I grabbed my leather jacket and my revolver. I pushed past Brennan. He grabbed at me.

“Where the fuck are you going, mate?”

“Loughshore Park.”

“This isn’t your case any more, arsehole!”

I ran down into the car park and reversed the Beemer out of its spot.

I hit 80 on the Shore Road.

I made it to Jordanstown.

Todd was there with his team. Ten officers in all. White boiler suits, photographers, the whole thing. I was impressed.

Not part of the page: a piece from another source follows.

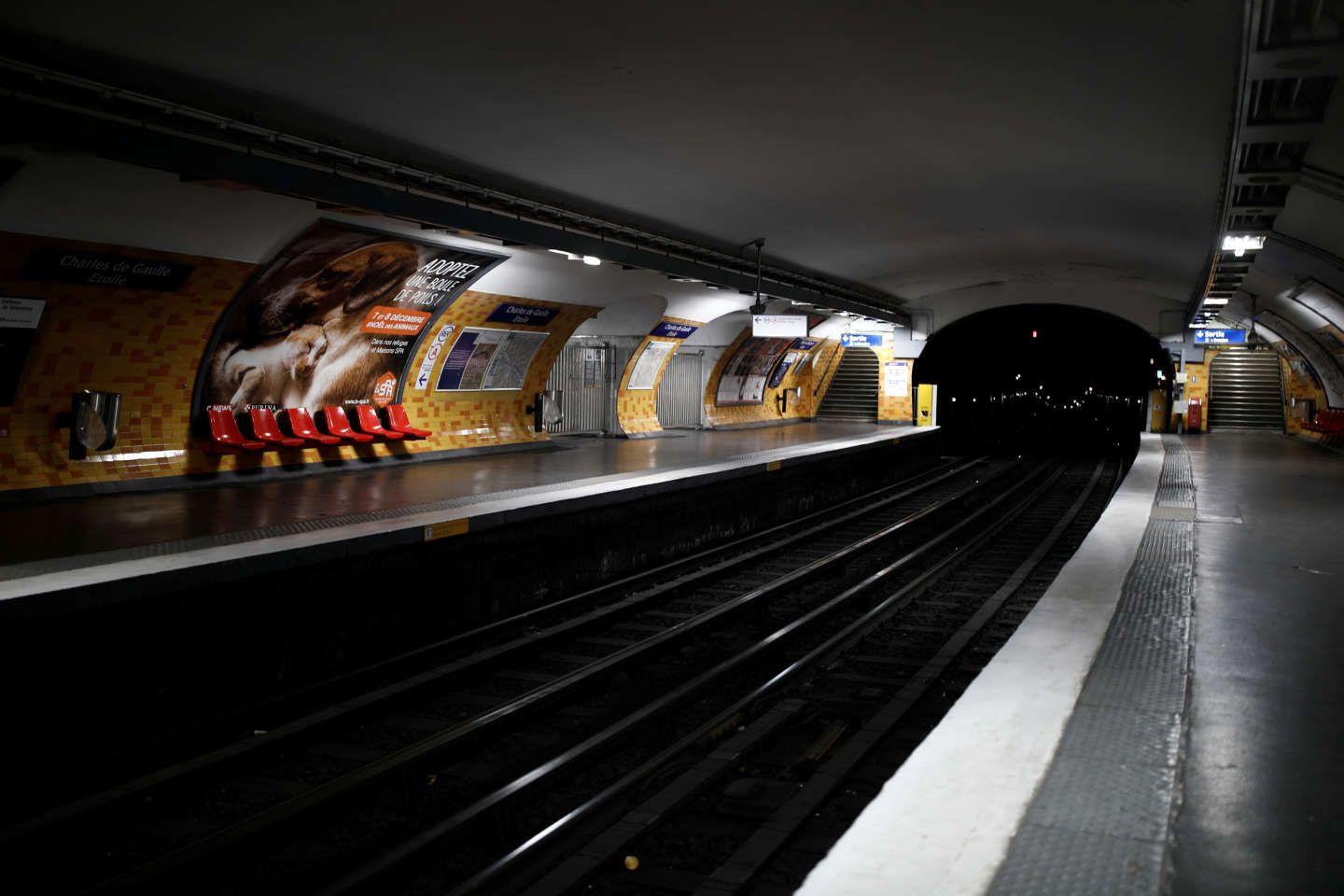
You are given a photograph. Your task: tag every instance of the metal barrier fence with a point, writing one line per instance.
(681, 391)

I showed my warrant card, kept out of Todd’s sightline and went down into the bog.

Of course it was him.

He was lying there in the foetal position with his hands ducttaped behind his back.

Billy and Shane had silenced him.

They’d tortured him first to get any information out of him. He’d been stripped and beaten black and blue. This also was a lesson for Shane. A lesson in the way the world worked.

I walked closer to the body.

His face was bloody but there was no blood pool around the corpse. He hadn’t been shot.

“How did he die?” I asked one of the forensic officers.